Just to set the record straight, I have no illusions of using high kicks in an actual fight (Also having done some Judo in the distant past I would be loathe to stick my leg out to someone off-balance like I usually feel in a high kick). The only reason I am trying to be able to kick high is for class, testing, and sparring. 

As a matter of fact, the owner of the school himself told me the day I started (TKD) that kicking high in a "street" situation was ill advised.

I am however, 6' 2" tall and I can't successfully kick at an opponents head of the same size in a sparring situation, such as the guys I am usually paired with in class. Others, it's not as much of a problem. Side kicks I can also not get nearly as high as forward kicks.


----------



## exile (Apr 3, 2007)

K31 said:


> All,
> thanks for all the good replies.
> 
> Just to set the record straight, I have no illusions of using high kicks in an actual fight (Also having done some Judo in the distant past I would be loathe to stick my leg out to someone off-balance like I usually feel in a high kick). The only reason I am trying to be able to kick high is for class, testing, and sparring.
> ...



This is correct, for most people. But as you note, there are other reasons to train high kicks, the main one being balance, I'd say. So far as high kicks go, I've heard that high kicks began to be used on karate, long before the TKD we know now as in existence, as competition rules changed to rule out lower targets like the groin. I don't know how credible this is, but it's certainly true that as competition in the MAs (not just TKD) has become more oriented to a television audience, technical changes have come in which increase the `flash' factor, complex high kicks being among the most flashy of these new moves. There are a couple of recent threads that talk about this development a lot (take a look at the evolution/tradition thread that kidswarrior started). It certainly wasn't combat efficiency that lead to spinning back kicks to the head...



K31 said:


> I am however, 6' 2" tall and I can't successfully kick at an opponents head of the same size in a sparring situation, such as the guys I am usually paired with in class. Others, it's not as much of a problem. Side kicks I can also not get nearly as high as forward kicks.
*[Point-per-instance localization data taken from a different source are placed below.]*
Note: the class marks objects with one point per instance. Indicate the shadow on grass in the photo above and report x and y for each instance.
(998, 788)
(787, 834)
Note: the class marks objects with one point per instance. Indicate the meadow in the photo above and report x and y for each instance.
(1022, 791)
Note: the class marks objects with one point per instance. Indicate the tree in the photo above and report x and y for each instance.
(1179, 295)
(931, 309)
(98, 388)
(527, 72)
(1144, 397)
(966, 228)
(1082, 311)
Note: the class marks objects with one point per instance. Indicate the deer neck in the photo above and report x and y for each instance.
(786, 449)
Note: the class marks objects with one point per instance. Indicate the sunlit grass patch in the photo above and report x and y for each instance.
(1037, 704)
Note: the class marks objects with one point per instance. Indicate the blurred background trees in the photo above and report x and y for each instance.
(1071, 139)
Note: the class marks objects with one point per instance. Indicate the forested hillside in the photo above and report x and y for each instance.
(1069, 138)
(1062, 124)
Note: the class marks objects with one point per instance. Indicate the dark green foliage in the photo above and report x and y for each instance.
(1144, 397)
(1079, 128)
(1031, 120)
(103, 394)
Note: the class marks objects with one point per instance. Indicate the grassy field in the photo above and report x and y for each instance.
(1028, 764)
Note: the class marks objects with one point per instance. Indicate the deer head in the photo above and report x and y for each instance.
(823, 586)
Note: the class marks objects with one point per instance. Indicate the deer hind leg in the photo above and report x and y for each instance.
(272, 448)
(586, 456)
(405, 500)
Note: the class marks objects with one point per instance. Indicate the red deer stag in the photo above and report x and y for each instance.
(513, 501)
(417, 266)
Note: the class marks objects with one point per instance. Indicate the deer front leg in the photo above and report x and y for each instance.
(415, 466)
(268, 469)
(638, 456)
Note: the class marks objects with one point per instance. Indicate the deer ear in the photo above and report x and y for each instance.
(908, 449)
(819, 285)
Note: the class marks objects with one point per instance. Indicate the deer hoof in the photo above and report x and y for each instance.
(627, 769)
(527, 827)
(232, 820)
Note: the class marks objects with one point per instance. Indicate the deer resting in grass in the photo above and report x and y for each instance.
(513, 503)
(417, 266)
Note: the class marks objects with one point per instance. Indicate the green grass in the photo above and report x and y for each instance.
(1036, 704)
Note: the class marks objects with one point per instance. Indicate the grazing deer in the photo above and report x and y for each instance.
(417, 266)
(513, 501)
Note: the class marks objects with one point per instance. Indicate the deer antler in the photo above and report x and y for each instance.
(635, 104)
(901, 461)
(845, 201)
My experience is, there are three factors that determine the height you can kick to. The obvious one is flexibility, which is why people think they need to learn to do the splits and worry about whether or not Kurz is really right about dynamic stretching and so on. But strength and balance are also heavily implicated in kicking height, and those tend not to get so much attention. Try doing the following: bring your better-side kicking leg up in the highest chamber you can for a roundhouse...and just keep it there, in that position, with the rest of your body in the right configuration to deliver the kick, for a full minute. Can you balance on the support leg in a completely unsymmetrical position like that for that long, or longer? Most people take years to be able to do that, and most people I know don't do balance drills like that. But no matter how limber you are or how strong your legs and hip flexors are, if you can't stay in balance, you can't kick. 

Try that exercise, and also try throwing the kick super slowly, so that you aren't using momentum to maintain your balance dynamically, but are in `static' balance all the way through the roundhouse. Now try doing the same two kinds of exercise with the rear-leg side kick, and so on.
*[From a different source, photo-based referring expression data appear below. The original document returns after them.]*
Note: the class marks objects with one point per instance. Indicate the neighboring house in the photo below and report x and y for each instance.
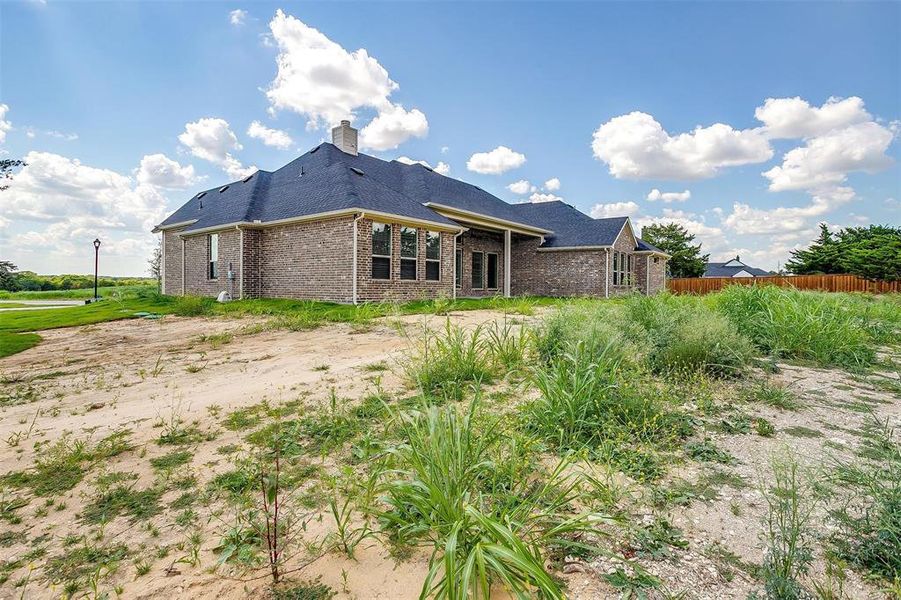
(734, 268)
(346, 227)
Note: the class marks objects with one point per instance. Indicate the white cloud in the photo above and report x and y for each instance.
(497, 161)
(635, 146)
(320, 79)
(796, 118)
(271, 137)
(826, 160)
(162, 171)
(614, 209)
(542, 197)
(74, 196)
(212, 140)
(237, 17)
(654, 195)
(393, 126)
(745, 219)
(4, 124)
(441, 168)
(520, 187)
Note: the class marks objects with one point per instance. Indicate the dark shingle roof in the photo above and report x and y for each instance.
(570, 226)
(326, 179)
(721, 270)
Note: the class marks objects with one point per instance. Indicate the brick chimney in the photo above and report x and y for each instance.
(345, 137)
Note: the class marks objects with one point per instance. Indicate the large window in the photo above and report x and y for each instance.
(622, 268)
(478, 270)
(381, 251)
(433, 256)
(491, 257)
(408, 251)
(213, 256)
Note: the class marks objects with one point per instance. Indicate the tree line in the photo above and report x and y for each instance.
(872, 252)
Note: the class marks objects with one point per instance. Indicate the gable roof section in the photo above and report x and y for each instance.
(318, 182)
(721, 270)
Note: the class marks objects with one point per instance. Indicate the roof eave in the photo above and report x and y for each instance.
(502, 223)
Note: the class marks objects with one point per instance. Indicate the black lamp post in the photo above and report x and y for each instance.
(96, 264)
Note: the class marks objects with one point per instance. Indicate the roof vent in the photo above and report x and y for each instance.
(345, 137)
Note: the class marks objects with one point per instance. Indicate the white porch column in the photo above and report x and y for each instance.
(507, 261)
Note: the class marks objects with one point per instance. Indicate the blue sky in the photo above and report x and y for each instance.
(125, 110)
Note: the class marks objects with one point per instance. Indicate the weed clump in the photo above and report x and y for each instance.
(787, 323)
(451, 488)
(443, 364)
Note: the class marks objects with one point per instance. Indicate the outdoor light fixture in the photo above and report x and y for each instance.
(96, 264)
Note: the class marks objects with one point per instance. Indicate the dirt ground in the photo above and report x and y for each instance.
(92, 381)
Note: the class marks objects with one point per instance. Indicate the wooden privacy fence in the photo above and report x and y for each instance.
(824, 283)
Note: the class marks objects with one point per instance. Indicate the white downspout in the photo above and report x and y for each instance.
(647, 275)
(240, 262)
(183, 271)
(163, 264)
(456, 235)
(607, 273)
(354, 261)
(507, 261)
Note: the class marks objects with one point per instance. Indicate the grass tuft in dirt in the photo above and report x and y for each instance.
(450, 489)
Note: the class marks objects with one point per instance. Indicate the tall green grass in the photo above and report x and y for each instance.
(443, 363)
(681, 334)
(451, 489)
(829, 329)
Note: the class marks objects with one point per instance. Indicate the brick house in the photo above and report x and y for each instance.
(341, 226)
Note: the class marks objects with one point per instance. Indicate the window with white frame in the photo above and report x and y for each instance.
(433, 256)
(478, 270)
(491, 271)
(213, 256)
(408, 252)
(381, 251)
(622, 268)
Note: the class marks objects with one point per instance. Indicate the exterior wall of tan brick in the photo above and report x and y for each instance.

The other thing to work on is strength. If you do these exercises I mentioned with a couple of 10lb ankle weights attached to the kicking leg, you will definitely increase your leg/hip strength over a four-month period! Even if you're flexible and have good balance abilities, if you're not strong enough, you simply can't sustain a movement of your kicking leg at the height you're trying to train for. And strength training for the hip muscles isn't something you can easily do with free weights or machines...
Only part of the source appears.